What should you read next?
- Biomedicines journal overview and metrics
- International Journal of Molecular Sciences submission guide
- Cells submission guide
- BMC Medicine submission guide
- BMC Medicine journal metrics
- Rejected from BMC Medicine, where next?
Before you upload, run your manuscript through a Biomedicines submission readiness check to catch the mechanism, cohort, and scope gaps the MDPI pre-check filters for. The check is free to run (/ai-review) and takes a single upload.
Frequently asked questions
Biomedicines reports a median time to first decision of roughly 21 days from submission, and SciRev author reports put the first review round near two weeks. That speed is the journal's defining feature: it runs a fast, soundness-based single-blind review rather than a slow selectivity filter. Plan for a decision in about three weeks rather than the two-to-four months common at subscription medicine titles, and treat the timeline as a median, not a guarantee, because clinical and large translational manuscripts often run longer in reviewer search.

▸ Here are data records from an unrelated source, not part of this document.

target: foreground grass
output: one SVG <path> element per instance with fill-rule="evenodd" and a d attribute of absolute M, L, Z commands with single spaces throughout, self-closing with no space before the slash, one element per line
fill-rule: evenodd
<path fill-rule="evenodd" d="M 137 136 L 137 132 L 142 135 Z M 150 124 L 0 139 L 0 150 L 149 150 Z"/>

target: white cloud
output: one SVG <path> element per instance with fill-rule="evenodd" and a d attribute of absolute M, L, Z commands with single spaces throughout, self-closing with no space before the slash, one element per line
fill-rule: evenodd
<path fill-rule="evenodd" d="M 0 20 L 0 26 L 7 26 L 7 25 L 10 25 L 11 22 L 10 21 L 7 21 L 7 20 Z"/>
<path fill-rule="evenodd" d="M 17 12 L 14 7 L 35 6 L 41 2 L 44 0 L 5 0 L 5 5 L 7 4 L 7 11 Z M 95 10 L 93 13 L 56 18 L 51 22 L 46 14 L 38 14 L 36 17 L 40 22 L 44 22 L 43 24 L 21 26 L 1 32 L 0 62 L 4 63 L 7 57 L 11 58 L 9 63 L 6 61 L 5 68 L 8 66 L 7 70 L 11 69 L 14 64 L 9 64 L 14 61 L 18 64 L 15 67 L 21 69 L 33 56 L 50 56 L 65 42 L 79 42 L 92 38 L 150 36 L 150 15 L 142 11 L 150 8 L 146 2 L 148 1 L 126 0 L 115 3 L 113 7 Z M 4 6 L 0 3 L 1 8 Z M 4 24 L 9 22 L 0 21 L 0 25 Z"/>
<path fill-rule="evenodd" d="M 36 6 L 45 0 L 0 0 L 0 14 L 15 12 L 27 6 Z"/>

Biomedicines is a fully gold open-access journal. An article processing charge of CHF 2,600 applies to manuscripts accepted after peer review. There is no subscription route and no submission fee. Discounts are available through MDPI's Institutional Open Access Program (IOAP) and for members of affiliated societies, so check whether your institution has an IOAP agreement before you budget the full APC. Verify the current figure on the journal's APC page before submission, because MDPI updates charges periodically.
Biomedicines publishes original research articles, reviews, systematic reviews and meta-analyses, communications, case reports, and several other formats. Original research articles and reviews are the core. The journal's identity is translational biomedicine: disease mechanisms, therapeutics, and biomarkers, so the type matters less than whether the mechanism is the protagonist. Pick the type that matches your evidence: a single clean mechanistic finding fits a communication, while a comprehensive synthesis belongs in a review or a systematic review with a registered protocol.
Biomedicines runs single-blind review, so the named reviewers in your disease or therapeutic subfield can see who you are while staying anonymous to you. The decision that matters more happens upstream: the handling editor pre-checks every submission for translational scope fit, a mechanism anchor, ethics completeness, and integrity before any reviewer is invited. That is where the fastest returns occur, which is why a descriptive correlation dressed up as a mechanism, or an ethics block missing approval numbers, can be sent back without a single external review.
The most common pre-check rejections are descriptive disease-association studies with no mechanism, work that fits a sister MDPI journal (Cells or International Journal of Molecular Sciences) better than Biomedicines, missing or incomplete ethics and institutional review board statements, and absent data availability statements. Because the pre-check is fast and template-driven, a study that reports a correlation without a functional or mechanistic anchor, or an incomplete declarations block, is filtered out quickly, regardless of technical quality.